While she takes a moment to admire her work, we can peer over her crisp shoulder and see that the poster announces, in a cheerful burst of hand-drawn balloons, that TODAY IS STRAWBERRY FEST!!!, when the woman walks back inside, we take in the presence, in the portion of the entry visible just beneath the giddy poster, of two or three folded wheelchairs. Beyond the wheelchairs, the woman, whose chestnut hair has been pinned back into an architectural whorl, strides on her high-heeled pumps through a pleasant lobby with blond wooden chairs and matching tables strewn artfully with magazines, marches past a kind of unmanned guardpost or reception desk before a handsome fieldstone wall, and vanishes, with the trace of a skip, through a burnished door marked WILLIAM MAXTON, DIRECTOR.
What kind of school is this? Why is it open for business?
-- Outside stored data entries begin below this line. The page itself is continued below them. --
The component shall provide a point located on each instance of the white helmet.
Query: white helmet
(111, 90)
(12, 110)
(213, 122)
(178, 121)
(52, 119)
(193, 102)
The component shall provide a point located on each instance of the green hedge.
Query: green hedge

Why is it putting on festivals, in the middle of July?
We could call it a graduate school, for those who reside here have graduated from every stage of their existences but the last, which they live out, day after day, under the careless stewardship of Mr. William “Chipper” Maxton, Director. This is the Maxton Elder Care Facility, once—in a more innocent time, and before the cosmetic renovations done in the mid-eighties—known as the Maxton Nursing Home, which was owned and managed by its founder, Herbert Maxton, Chipper’s father. Herbert was a decent if wishy-washy man who, it is safe to say, would be appalled by some of the things the sole fruit of his loins gets up to. Chipper never wanted to take over “the family playpen,” as he calls it, with its freight of “gummers,” “zombies,” “bed wetters,” and “droolies,” and after getting an accounting degree at UW–La Riviere (with hard-earned minors in promiscuity, gambling, and beer drinking), our boy accepted a position with the Madison, Wisconsin, office of the Internal Revenue Service, largely for the purpose of learning how to steal from the government undetected. Five years with the IRS taught him much that was useful, but when his subsequent career as a freelancer failed to match his ambitions, he yielded to his father’s increasingly frail entreaties and threw in his lot with the undead and the droolies. With a certain grim relish, Chipper acknowledged that despite a woeful shortage of glamour, his father’s business would at least provide him with the opportunity to steal from the clients and the government alike.